Carrying the "Victories" flag, Opening Ceremony, 2008.


My son leaped out to walk with me upon his return from Paris, Day 1 of 2007.

Me with two stalwart supporters of the walk, Day 2 of 2008.




Crossing the 5k finish line, "Inspiring Hope" walk, 2010.

It's the first day of the 2010 3 Day Walk with terrible weather so far. I hope that the rain holds off for the rest of the weekend, even though it will probably still be damp sleeping tonight in the tents. I am planning to go cheer friends and the entire Kindred Spirits team on Sunday mid-morning as they come through Cal Anderson Park on Capitol Hill.

Though I'm not walking this year, I'm thinking of the 15+ victims or survivors of cancer whom I honor even now with shorter walks. One of them -- Tracy Kudrna -- is herself walking for the second year in a row. It's a large commitment of time to train for such a walk, and the concurrent fund raising does not come easily to everyone. So my hat is off to each of the walkers this year, a very tough economic year. I've added some photos to this post from the 2007 and 2008 when I myself walked. No other experience in one's life is comparable to the pure energy generated by walking for a cause so much larger than any one person. Every one of these people walks because they care.

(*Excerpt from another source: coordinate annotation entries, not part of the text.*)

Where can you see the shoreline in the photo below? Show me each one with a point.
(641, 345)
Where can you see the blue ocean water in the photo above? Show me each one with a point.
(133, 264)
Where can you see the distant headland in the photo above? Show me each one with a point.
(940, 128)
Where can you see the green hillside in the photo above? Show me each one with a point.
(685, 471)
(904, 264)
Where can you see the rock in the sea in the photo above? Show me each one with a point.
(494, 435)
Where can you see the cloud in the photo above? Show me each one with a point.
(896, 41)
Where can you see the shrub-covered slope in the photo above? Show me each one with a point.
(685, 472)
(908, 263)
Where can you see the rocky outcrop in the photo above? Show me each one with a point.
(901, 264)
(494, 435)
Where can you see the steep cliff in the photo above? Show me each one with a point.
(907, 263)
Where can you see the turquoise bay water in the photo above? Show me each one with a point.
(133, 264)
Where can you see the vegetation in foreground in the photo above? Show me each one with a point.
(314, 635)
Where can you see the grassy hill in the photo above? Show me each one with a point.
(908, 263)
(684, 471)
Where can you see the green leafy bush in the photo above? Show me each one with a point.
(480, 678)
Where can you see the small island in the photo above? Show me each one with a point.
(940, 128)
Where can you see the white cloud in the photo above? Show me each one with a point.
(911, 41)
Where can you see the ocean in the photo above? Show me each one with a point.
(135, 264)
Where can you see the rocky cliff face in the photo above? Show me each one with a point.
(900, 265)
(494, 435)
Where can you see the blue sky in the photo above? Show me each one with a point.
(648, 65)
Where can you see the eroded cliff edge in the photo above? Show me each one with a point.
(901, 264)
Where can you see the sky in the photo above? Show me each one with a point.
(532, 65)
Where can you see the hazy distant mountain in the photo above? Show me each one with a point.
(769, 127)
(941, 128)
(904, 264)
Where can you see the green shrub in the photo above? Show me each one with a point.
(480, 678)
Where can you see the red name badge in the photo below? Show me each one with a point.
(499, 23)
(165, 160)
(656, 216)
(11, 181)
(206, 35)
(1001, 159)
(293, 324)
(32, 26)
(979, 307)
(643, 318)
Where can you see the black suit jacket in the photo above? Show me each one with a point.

I'll close with an excerpt written into this blog by my son James after he had lunch with us on Day 2 of 2007:

Essentially, a large group of people (mostly women!) have devoted themselves to an idea, one that does not make claims for an ultimate truth or represent a political end but rather one that fully asserts the need to care for one another. Many people my age are quite cynical -- I at times certainly am -- yet watching this spectacle, I came to realize that many of the people throwing their legs forward, foot after foot, enduring tremendous pain, walk in the memory of lost friends and family, and quite a few themselves are survivors. They walk not only for themselves and their immediate circle, but for all threatened by a horrible disease, and no one could be a cynic in the face of such a diverse group of motivated and positive humans. This is the sort of activism and thinking we speak of in sad remembrance when talking about the civil rights movement (one that Annie was a part of), or the sort of energy we dream about when we talk about changing our future as a community or a country, but what Annie and all involved in this walk are doing shows that the times aren't so dark as they are serious. Today after eating lunch with my mother, father and Mary Gardner, I drove back along I-5 with a giant smile on my face and felt so so proud of my mother and honored to have sat alongside all of those who walked today.